Volkswagen ? Pas une exception, mais la règle du capitalisme actuel

Né à Beyrouth, Michel Santi est un macroéconomiste franco-suisse qui conseille des banques centrales et des fonds souverains. Il est notamment l’auteur de « L’Europe, chroniques d’un fiasco économique et politique » et de « Misère et opulence ».

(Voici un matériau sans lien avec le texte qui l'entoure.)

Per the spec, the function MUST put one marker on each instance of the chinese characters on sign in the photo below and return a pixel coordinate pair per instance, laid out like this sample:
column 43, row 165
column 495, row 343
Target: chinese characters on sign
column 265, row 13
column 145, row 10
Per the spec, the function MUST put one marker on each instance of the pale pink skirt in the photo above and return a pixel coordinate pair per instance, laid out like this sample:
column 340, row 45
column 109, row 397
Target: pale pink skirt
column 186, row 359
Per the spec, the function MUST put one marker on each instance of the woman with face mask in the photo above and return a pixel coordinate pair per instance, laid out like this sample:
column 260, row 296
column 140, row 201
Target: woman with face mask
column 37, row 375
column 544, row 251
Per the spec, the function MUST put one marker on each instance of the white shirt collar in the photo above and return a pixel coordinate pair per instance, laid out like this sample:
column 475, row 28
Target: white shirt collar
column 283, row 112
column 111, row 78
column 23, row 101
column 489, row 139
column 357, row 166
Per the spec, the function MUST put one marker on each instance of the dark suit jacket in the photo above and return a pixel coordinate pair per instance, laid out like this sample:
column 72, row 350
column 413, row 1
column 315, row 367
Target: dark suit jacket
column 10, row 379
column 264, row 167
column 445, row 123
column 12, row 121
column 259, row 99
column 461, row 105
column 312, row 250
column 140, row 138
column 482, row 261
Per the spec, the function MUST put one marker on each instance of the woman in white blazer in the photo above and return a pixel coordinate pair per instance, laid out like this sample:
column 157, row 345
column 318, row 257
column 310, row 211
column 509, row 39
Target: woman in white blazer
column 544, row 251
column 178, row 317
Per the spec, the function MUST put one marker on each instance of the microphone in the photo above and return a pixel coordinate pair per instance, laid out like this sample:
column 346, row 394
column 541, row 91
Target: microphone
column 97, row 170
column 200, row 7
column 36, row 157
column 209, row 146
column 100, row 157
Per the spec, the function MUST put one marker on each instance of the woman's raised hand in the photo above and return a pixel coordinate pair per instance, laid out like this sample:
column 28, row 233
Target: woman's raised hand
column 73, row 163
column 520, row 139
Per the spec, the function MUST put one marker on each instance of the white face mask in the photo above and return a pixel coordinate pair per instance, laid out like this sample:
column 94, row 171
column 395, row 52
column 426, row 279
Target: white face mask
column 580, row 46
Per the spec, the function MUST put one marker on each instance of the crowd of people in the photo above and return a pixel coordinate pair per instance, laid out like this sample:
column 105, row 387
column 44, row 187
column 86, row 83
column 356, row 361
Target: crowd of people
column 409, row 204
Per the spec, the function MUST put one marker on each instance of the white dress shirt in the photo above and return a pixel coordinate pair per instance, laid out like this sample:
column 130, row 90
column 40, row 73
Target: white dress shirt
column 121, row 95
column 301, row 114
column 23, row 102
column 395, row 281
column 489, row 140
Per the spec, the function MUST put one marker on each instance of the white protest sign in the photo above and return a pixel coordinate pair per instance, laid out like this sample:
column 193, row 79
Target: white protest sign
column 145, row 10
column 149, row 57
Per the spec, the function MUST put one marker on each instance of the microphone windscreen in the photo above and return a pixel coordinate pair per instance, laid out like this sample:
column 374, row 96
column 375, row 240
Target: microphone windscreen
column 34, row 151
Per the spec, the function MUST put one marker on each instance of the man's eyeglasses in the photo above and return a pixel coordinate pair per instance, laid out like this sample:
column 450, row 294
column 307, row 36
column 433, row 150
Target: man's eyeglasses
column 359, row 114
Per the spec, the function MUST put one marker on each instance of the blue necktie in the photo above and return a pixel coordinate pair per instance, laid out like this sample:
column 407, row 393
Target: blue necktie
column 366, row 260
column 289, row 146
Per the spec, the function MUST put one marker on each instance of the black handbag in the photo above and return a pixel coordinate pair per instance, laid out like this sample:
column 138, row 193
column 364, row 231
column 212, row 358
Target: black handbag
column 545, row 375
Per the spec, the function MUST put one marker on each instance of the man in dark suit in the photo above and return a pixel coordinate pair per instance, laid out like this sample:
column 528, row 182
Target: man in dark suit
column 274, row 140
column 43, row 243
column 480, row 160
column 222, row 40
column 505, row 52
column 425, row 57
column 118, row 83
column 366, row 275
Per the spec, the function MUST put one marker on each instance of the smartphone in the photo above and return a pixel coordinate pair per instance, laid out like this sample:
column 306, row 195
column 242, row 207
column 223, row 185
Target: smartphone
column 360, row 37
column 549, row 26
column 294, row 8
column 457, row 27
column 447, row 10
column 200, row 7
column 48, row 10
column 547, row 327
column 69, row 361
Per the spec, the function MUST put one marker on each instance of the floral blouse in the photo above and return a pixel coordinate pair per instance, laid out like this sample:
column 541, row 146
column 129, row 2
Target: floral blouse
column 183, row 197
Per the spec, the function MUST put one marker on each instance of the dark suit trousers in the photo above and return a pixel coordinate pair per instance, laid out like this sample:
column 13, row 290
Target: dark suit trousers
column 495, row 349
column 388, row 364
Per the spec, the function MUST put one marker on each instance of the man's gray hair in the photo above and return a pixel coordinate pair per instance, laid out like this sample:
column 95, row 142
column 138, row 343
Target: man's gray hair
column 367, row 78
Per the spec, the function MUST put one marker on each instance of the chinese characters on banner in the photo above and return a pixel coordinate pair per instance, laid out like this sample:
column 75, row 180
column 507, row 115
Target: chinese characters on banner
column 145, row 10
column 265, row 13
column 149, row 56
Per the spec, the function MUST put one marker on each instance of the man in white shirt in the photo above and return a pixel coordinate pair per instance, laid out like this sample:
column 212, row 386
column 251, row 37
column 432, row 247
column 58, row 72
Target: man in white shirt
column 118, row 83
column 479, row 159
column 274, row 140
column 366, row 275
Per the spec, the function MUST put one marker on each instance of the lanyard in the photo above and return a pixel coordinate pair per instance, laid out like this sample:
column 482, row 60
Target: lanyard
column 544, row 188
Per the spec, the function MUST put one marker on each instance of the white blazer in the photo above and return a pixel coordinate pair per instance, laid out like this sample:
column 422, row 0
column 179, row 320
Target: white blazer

Un glissement s'est déroulé depuis le début des années 1980 car le pouvoir de l'argent est passé des mains des capitaines d'industrie à ceux de la finance, qui a étendu sa domination pour finir, au milieu des années 2000, par régner sur l'économie réelle qui est devenue accro à la financiarisation. Cette sophistication de la finance (ayant accouché de la crise des subprimes dès 2007) a su se rendre indispensable à l'économie en l'arrosant de liquidités. Les entreprises et les acteurs économiques ont dès lors adopté le marché comme référence suprême sans se rendre compte que cette financiarisation revenait en fait à une monopolisation accrue des pouvoirs. Pouvoirs qui étaient imperceptiblement passés des mains des capitaines d'industrie et des entrepreneurs, familiers, avec leurs ouvriers et leur production, à celles d'une élite de financiers. La tradition entrepreneuriale avait jusque-là créé une valeur ajoutée pour notre société, et les révolutions technologiques avaient laissé une marque profonde pour avoir constitué les forces motrices ayant débouché à la prospérité des sociétés et la réalisation de l'individu. Le profit n'était qu'un instrument pour ces entreprises et non le but ultime, car il était constamment réinvesti, dans l'intérêt certes des entrepreneurs, mais aussi de toute la chaîne humaine qui y participait.
Aujourd'hui, le profit est le seul horizon de cette financiarisation ayant tout contaminé sur son passage et qui ne considère les entreprises que comme une machine à sous dans un casino planétaire qui achète et vend des entreprises, qui embauche et licencie des salariés, avec pour seuls critères les bénéfices escomptés. La dichotomie entre industrie et finance a totalement disparu et le scandale de Volkswagen achève de nous convaincre que la production ne représente qu'un accessoire, tout juste bon pour justifier et alimenter un secteur financier bien plus lucratif que les activités traditionnelles. Le mélange des genres est devenu global, intégralement en faveur de la finance, au mépris de tout intérêt commercial et de toute stratégie industrielle. C'est l'ensemble du spectre qui se retrouve aujourd'hui contaminé par la financiarisation : énergie, immobilier, denrées alimentaires, le seul et unique objectif étant de dégager dans les meilleurs délais des bénéfices sonnants et trébuchants.
Cet objectif unique du profit, érigé au rang de religion pragmatique, a défini de nouveaux codes dont l'ensemble de la société doit s'imprégner. Voilà pourquoi l'Allemagne se focalise sur les gains de productivité comme unique moyen pour résorber les déficits. Tous les critères et toute recherche de solutions sont donc décortiqués à l'aune de la productivité. Ce mépris de la valeur travail que nous acceptons tous dans l'intérêt des gonflements des revenus spéculatifs n'est-il pas la marque de la décadence de notre civilisation ? Le travail est devenu une simple denrée, une vulgaire matière première, privée de toute considération morale ou humaine. De fait, les entreprises qui licencient sont récompensées par les marchés via une augmentation de leur titre en Bourse tandis que celles qui embauchent sont jugées avec circonspection par l'armada des analystes financiers confortablement installés dans leur fauteuil.
Les violations de la loi et la corruption semblent faire aujourd'hui partie des règles du jeu de ces entreprises et du monde de la finance, seulement préoccupés par le fait de réaliser de bons chiffres, dépasser les concurrents, conquérir de nouveaux marchés, jusqu'à ce que certains se fassent « pincer ». L'éthique et la morale sont priées de s'éclipser face aux promotions, aux bonus, aux comptes et aux rapports falsifiés. Volkswagen ne constitue à cet égard qu'une péripétie supplémentaire sur un long chemin de corruption et de scandales.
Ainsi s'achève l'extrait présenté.